Duran Duran’s John Taylor vs. The Twitterati
Mr. Taylor spoke at UCLA (University of California, Los Angeles – for our English chums), and gave the opinion that
“When artists today are asked to Twitter their every thought, their every action, to record on video their every breath, their every performance, I believe they’re diluting their creative powers, their creative potency and the durability of their work. And in the long run I believe they’re also diluting the magical power and the magnetic attraction that they can or will ever have over their audience.”
While I agree that a lot of the glamour that the bands of yesteryear had (even the grimy, anti-glamour punks had a kind of anti-heroic superhuman mystique) I don’t think that accessibility necessarily devalues a band’s efforts. The megastars of today have carefully managed social network strategies with ghost-tweeters and myspace account managers making sure that fans feel like they are in touch with Brittany’s every motion, and more deeply connected because of that. Even bands lower down the tree can have a rapport with their fans, speak to them personally and instantly, inform them of new gigs, new tracks, new merch or whatever it might be, and get their opinions and feedback just as quickly and intimately. It’s a lot of work, but the relationship between fan and musician is a symbiosis, one that will be continually closer as Web 2.0 channels become more ubiquitous. Perhaps there is something to be regretted in the gradual demise of the ivory tower rock star (watch out for the falling TV’s), but as long as musicians can remember not to air their dirty laundry in public, blog when they’re drunk, and take advantage of the interest and support of their fans I think the closer relationship is a good thing.
Taylor also bemoaned the way that the internet has made so much of yesterday’s culture available that it tends to draw attention away from new musicians’ work.

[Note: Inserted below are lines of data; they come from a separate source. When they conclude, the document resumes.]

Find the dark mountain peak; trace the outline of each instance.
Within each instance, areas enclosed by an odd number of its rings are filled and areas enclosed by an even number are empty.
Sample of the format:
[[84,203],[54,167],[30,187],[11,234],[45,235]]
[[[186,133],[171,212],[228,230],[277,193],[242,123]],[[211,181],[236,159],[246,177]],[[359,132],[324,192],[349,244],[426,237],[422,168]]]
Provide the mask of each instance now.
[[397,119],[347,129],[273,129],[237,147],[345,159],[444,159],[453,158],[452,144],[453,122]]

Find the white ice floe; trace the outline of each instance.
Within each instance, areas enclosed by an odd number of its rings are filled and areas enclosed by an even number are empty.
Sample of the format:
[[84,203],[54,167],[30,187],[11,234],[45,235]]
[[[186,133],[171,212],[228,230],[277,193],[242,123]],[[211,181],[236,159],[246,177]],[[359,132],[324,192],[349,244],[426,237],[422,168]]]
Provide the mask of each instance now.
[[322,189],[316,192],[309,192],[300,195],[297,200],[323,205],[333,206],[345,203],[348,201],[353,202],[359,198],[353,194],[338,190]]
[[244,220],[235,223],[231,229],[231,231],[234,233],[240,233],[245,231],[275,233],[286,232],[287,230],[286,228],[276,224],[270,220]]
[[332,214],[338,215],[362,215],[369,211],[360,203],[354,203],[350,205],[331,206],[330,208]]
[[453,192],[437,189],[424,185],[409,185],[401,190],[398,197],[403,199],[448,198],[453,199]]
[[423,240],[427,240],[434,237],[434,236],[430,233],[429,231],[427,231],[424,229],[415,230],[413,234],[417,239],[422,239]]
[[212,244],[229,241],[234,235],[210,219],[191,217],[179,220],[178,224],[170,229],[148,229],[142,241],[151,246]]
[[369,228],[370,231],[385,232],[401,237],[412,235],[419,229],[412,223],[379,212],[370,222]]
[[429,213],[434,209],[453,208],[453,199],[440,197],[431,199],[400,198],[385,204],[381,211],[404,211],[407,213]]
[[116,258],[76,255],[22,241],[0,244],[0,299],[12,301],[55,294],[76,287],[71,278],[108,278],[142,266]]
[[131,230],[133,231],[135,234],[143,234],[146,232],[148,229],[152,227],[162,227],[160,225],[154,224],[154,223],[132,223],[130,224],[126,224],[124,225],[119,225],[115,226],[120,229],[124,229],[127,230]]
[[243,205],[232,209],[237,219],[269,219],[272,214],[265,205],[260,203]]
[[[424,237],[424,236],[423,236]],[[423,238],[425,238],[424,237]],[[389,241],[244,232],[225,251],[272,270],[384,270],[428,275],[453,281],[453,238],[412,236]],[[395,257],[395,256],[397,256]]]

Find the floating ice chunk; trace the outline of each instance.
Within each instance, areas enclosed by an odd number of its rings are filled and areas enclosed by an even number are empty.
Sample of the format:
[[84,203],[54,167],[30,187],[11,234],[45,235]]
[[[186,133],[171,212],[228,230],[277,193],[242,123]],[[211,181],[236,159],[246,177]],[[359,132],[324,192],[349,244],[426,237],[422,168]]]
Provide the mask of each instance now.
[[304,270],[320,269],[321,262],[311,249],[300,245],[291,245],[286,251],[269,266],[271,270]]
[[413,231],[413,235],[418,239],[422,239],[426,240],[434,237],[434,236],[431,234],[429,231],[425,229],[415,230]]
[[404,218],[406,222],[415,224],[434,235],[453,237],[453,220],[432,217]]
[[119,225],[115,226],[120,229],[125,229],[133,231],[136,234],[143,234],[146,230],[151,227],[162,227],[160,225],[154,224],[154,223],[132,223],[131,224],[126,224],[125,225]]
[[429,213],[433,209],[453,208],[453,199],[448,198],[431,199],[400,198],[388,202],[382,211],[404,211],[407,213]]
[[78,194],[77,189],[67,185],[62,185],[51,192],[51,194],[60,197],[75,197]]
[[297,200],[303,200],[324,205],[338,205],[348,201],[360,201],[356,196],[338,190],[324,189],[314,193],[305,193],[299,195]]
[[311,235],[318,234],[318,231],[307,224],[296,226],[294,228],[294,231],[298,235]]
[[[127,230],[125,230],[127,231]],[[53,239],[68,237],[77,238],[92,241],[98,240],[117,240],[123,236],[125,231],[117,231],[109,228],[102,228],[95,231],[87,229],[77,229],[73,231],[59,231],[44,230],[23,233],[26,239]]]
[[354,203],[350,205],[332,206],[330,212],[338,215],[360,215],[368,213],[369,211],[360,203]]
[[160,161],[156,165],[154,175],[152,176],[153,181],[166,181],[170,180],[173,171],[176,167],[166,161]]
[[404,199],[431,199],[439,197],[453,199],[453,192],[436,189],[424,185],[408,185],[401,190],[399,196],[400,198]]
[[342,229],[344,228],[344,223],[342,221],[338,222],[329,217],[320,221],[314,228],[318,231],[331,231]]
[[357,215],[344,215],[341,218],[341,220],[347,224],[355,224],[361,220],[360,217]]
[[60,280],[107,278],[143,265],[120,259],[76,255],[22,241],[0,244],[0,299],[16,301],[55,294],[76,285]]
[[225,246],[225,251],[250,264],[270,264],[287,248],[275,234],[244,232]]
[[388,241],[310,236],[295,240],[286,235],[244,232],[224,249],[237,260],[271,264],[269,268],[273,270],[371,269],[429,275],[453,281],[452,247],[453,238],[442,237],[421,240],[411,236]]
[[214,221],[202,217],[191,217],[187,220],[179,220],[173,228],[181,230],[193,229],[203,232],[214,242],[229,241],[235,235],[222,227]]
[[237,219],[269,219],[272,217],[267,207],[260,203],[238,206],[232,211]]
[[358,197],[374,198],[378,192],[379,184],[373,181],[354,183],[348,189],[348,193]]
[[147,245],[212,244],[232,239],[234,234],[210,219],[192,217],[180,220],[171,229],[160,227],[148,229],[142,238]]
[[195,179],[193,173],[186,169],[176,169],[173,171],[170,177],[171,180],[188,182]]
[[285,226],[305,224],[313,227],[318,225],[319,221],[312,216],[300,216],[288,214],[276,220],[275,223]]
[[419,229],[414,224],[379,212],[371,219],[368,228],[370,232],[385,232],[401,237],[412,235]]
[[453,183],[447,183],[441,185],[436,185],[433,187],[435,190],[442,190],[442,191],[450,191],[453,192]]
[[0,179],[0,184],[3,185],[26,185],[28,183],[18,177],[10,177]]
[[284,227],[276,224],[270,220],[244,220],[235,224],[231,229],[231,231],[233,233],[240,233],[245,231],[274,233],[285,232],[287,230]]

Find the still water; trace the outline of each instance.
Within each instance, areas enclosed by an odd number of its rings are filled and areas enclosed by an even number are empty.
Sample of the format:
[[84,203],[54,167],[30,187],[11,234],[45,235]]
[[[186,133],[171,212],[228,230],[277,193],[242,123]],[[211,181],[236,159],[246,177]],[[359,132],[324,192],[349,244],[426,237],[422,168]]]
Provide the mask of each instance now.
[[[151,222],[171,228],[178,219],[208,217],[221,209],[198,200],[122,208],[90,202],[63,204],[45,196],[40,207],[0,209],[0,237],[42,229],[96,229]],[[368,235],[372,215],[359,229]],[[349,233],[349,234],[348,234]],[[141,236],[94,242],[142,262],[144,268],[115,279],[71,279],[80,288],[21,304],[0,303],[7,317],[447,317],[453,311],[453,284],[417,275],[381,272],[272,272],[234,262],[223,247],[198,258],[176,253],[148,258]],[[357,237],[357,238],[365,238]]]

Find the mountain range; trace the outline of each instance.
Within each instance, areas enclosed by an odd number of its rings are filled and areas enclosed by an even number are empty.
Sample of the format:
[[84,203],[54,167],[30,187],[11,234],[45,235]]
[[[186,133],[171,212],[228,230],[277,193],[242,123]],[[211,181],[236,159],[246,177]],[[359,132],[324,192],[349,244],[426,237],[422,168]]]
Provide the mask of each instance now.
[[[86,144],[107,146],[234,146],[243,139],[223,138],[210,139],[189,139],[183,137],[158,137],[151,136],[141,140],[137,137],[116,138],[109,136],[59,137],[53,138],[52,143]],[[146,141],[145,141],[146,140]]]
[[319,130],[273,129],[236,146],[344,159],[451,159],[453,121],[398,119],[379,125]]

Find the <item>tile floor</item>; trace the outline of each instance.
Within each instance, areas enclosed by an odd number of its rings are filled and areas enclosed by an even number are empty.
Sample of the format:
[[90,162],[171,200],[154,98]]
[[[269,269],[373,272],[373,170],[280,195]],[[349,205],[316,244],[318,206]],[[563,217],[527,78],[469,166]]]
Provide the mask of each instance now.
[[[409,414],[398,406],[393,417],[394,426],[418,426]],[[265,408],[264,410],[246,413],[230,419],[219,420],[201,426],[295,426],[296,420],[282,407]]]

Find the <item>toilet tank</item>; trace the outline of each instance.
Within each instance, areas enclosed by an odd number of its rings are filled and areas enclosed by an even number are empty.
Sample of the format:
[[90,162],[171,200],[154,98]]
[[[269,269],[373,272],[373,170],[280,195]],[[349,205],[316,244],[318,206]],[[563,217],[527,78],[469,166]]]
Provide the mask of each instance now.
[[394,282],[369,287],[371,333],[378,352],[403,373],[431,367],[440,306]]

“…The availability and accessibility of music on the internet today is truly incredible, and I applaud anything that can inspire interest or curiosity in anyone. But this also means that those of us who before would have been looking towards the current culture for inspiration are now often to be found […] in various backwaters of older music. This relative lack of need for current, innovative culture can cause, has caused, is causing – maybe – the innovative culture to slow down, much as an assembly line in Detroit slows down and lay-offs have to be made when the demand for a new model recedes.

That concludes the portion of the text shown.